I am not left-handed, but I have another less well-known situational handicap. I am a horizontal organizer in a world set up for vertical organizers.
The main mark of a vertical organizer is the ability to make use of filing cabinets. These people use filing cabinets to store materials in that they intend to use just an hour or a day or a week later. When they need that stuff again, they reach into the filing cabinet, pull out the folder and resume working on it.
It probably seems pretty silly to the vertical organized reader for me to be going on and on about how filing cabinets are used, but I think the horizontal organizers may never have actually realized how the other half lives and may find this account completely incredible, so let me go on for a minute.
Yesterday I was working on a letter to the Palo Alto Medical Clinic explaining why my bill is screwed up and I don't owe them as much money as they think I do. It's pretty complicated stuff, and I didn't finish by the time I had to leave. A vertical organizer would have scooped this stuff up, and put it in a file to retrieve later. Had I done this, there would be a bare spot on my desk. These bare spots are the mark of vertical organizers. They are a dead give away.
Now of course that is not what I did at all. I left the letter on the desk, with the materials spread out. Actually, it is not exactly on the desk, because some other ongoing projects were already be spread there; the letter and supporting documents are on top of half-graded papers, half-written lectures, half-read brochures and the like.
The fact is, I am a horizontal organizer. I like all the thing I am working on spread out on a surface in front of me, where they can beckon me to continue working on them. When I put something in a file, I never see it again. The problem isn't that I can't find it (although that has happened), but that I don't look. I am constitutionally incapable of opening a filing cabinet and fishing out a half-finished project to resume working on it.
I do use filing cabinets. They are for a) storing finished things that one plans never to look at again and b) putting things that one would feel bad about throwing away but has no intention of reading. Say an old colleague sends you a long boring paper that she has just finished. It would be unfeeling and mean to throw it away; one would no doubt have to lie the next time one saw the person. But if one puts the essay in a filing cabinet one can say, "yes, its in my file of things to read this summer". All this implies is that one has a file labeled "Thing to read this summer" and that one put the paper in it, so one is not really telling a lie, even if the chances of reading the paper this summer (or any summer, fall, winter or spring) are nil.
Now looking as it does, my desk is likely to attract critical comments from vertical organizers. These people tend to think that a desk piled high with paper is the sign of a disorganized person. But this isn't so. It's like looking at a left- handed student all squashed up taking note on one of those desks and thinking that they are uncoordinated. The problem is that they are at a situational disadvantage. And that is the problem for horizontal organizers, too. The whole world is set up to help keep vertically organized people on top of things, through the use of filing cabinets. All horizontally organized people have are desks, the tops of filing cabinets, nearby chairs and the floor. If some thought were put into a good document storage and retrieval system for horizontally organized people, we could be as organized and neat as anyone else.

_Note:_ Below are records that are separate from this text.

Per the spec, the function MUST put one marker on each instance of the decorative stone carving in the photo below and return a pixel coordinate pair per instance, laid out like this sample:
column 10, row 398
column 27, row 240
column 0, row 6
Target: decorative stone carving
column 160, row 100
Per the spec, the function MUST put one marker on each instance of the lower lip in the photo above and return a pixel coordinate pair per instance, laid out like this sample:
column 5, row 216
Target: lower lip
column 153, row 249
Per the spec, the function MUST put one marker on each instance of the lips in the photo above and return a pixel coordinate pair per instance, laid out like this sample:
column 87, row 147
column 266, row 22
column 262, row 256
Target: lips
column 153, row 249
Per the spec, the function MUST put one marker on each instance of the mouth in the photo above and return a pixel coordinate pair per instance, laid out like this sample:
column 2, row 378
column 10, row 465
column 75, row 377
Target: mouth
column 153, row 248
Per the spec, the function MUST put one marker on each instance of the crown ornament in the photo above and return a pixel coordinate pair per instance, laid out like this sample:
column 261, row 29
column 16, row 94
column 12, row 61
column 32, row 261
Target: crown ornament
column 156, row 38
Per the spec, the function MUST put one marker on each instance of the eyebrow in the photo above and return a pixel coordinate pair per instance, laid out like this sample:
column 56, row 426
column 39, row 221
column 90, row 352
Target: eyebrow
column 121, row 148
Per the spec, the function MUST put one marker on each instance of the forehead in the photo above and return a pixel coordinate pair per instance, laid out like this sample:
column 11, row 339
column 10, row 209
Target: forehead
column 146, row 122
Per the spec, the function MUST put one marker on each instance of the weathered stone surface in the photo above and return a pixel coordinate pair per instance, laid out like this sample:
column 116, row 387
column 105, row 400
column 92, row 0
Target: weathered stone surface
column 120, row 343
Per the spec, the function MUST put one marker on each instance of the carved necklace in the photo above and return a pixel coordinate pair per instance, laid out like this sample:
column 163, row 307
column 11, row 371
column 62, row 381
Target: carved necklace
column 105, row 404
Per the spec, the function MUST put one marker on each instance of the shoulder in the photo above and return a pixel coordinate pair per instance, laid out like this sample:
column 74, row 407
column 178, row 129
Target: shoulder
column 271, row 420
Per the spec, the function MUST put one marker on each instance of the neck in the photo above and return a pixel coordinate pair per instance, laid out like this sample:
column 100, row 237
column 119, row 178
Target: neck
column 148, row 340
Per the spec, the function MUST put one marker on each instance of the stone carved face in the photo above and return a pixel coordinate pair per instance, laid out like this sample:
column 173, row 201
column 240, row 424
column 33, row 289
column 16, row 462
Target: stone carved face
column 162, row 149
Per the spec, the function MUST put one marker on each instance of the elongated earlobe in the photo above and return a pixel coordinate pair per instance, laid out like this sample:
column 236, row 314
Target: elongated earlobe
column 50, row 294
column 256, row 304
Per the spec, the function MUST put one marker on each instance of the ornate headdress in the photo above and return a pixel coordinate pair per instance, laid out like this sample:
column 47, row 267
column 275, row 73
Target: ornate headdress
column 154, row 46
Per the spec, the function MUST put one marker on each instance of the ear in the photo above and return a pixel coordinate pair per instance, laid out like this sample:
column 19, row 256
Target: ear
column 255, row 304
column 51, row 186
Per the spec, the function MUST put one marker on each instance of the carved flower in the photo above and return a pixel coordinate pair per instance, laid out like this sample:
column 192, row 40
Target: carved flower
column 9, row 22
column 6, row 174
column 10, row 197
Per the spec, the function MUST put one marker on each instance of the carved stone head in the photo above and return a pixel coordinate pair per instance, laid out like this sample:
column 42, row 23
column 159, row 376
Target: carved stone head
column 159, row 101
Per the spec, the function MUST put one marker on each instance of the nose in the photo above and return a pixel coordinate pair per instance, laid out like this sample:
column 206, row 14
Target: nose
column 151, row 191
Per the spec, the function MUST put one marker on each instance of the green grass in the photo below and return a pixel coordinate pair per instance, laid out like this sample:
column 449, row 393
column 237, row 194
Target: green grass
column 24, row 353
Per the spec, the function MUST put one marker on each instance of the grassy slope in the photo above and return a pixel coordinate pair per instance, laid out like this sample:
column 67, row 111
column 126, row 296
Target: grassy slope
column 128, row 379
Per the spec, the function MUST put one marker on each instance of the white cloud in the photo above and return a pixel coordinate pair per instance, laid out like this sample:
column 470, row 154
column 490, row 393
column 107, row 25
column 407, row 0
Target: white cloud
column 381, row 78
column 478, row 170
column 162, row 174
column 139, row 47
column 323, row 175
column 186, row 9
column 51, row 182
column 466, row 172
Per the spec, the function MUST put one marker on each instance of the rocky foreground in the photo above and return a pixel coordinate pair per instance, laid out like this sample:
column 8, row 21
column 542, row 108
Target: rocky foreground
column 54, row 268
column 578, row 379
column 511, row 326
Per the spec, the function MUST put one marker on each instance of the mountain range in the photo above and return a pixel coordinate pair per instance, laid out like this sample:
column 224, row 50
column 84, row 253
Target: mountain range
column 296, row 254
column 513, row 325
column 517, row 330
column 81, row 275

Here is my idea. Instead of a desk, I would like to have a very large lazy susan in my office. A lazy susan is a thing like one has at the large tables at Chinese restaurants. A large circular platform sits above the table, covering most of it, just leaving enough room for the plates of the diners around the edge. The various dishes are put on the lazy susan, which can be spun (at a low speed, unless on wants mui gai pan all over one's shirt), so that each diner has access to each dish.
I think something about fifteen feet in diameter would be about right for my office. My whole life would be spread out on this lazy susan. It could have little pie shaped areas that are labeled with letters of the alphabet. When I had gotten as far as I could with the letter to the Medical Clinic I would have just turned the lazy susan around to the right quadrant and placed the materials there. (I suppose the right letter would be "M" for "Medical". Maybe "C" for "Clinic". Or maybe "L" for "letter" or "U" for "Unfinished" or "S" for "Something I'm upset about". I'm sure that if I had a lazy susan I would get the knack of making this sort of decision.)
With my projects laid out on my lazy susan, they would each have a claim on my attention that they could never have if they were filed away. And yet they would be neatly organized, just as organized as if I were a vertical organizer.
Admittedly, a fifteen foot lazy susan would take up lot of space in my office, which is sixteen foot square. I kind of imagine myself like people I have seen in photos of model railroad clubs. The whole room is taken up with the board for the train --- little towns, paper mache mountains, and lots of track running everywhere. The operator ducks under all of this and pops up in the middle somewhere. Since lazy susans are round and my office is square, my chair would presumably be in one the spaces left in the corners. I could come in, crawl under the lazy susan to the corner, and pop up ready to work as efficiently and neatly as a vertically organized person. I could also wear one of those denim engineer caps like model railroaders do, although I suppose that is not strictly necessary to make the system work.